Apple: Fake Memo Didn't Come from Internal Server

Apple attempted to squash the confusion surrounding a fake memo published on AOL blog Engadget Wednesday, which claimed both the iPhone and Leopard were being delayed and temporarily led to a major drop in Apple stock. The company says the memo was not sent from its servers.

Instead, the fake memo was simply crafted to look like it came from Apple and contained the same wording that typically accompanies legitimate internal communication from the company's Bullet News system. The e-mail was then sent to a handful of employees, one of whom passed it to Engadget.

Within minutes, Apple's stock tumbled two percent, falling to an Intraday low of $103.42. This was after the stock opened the day up over $1.30 from its previous close.

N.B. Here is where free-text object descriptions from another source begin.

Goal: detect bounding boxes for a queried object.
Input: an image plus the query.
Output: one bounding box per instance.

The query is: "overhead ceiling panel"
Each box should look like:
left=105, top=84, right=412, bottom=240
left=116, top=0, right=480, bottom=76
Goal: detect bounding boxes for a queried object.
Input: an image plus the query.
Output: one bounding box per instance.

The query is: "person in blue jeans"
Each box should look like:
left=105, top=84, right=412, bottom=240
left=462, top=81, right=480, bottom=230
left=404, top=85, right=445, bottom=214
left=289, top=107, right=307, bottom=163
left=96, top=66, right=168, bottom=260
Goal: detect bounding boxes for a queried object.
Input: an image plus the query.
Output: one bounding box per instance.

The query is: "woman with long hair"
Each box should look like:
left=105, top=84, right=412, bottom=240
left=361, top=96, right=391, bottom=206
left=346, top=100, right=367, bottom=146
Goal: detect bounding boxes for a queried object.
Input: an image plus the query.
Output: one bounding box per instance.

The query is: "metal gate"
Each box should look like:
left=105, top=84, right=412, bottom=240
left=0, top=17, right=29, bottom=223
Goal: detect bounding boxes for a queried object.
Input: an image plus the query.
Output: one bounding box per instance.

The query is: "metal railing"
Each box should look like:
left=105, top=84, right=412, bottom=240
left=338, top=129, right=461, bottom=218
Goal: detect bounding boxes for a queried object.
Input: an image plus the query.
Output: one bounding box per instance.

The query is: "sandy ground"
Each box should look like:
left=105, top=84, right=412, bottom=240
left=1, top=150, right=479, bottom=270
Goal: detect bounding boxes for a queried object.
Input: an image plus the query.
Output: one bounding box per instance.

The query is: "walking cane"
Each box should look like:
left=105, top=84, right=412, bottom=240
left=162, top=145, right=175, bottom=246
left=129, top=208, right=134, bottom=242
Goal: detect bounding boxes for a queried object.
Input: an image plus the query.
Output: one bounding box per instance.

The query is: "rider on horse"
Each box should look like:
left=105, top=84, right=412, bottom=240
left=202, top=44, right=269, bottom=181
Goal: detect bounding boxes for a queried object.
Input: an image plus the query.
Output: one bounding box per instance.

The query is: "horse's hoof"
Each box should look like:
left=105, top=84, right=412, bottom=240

As it closed in on the end of the day's trading, the stock had still not managed to recoup all of its losses.

Apple lost four billion dollars in market capitalization in just six minutes.

Engadget claimed in an update to its original post that the e-mail "was an ACTUAL email distributed within Apple's internal email system to Apple employees." This statement led many to defend the blog's actions.

"I have to say that I, too, would have posted this news based on the source. The email was in fact sent from Apple’s email server to Apple employees and was then forwarded to Engadget from a trusted source," commented high-profile blogger Michael Arrington.

Even Jupiter Research vice president Michael Gartenberg -- a long proponent of getting the story right rather than first -- supported the site, stating that, "I don't if I would have acted differently than Ryan did. Engadget had a legitimate Apple email, coming from a source at Apple."

But Apple now says that the e-mail did not come from its internal email system, which indicates that a check of the message's headers could have revealed the hoax. The company did not say whether it would try to find the individual responsible for the fake memo.

AOL's Ryan Block, who manages Engadget and posted the original memo, apologized on the site late Thursday. In the posting, Block explained that the memo "by all appearances was a legitimate email from Apple corporate."

He also responded to the questionable point in the memo that said a press release had been issued to announce the delay of the iPhone and Leopard. Block believed a press release would come later, and the site would have been doing a "disservice to our readers" had it sat on the story until confirmation.

Due to the seeming manipulation in Apple's stock price, the SEC could take action, but would not confirm whether or not it was investigating the matter.

"The fact is that big blogs now have an incredible amount of power to move information quickly, and influence people more broadly than ever before. I’m not sure we (bloggers) understood quite how much influence we really had until yesterday," added Arrington.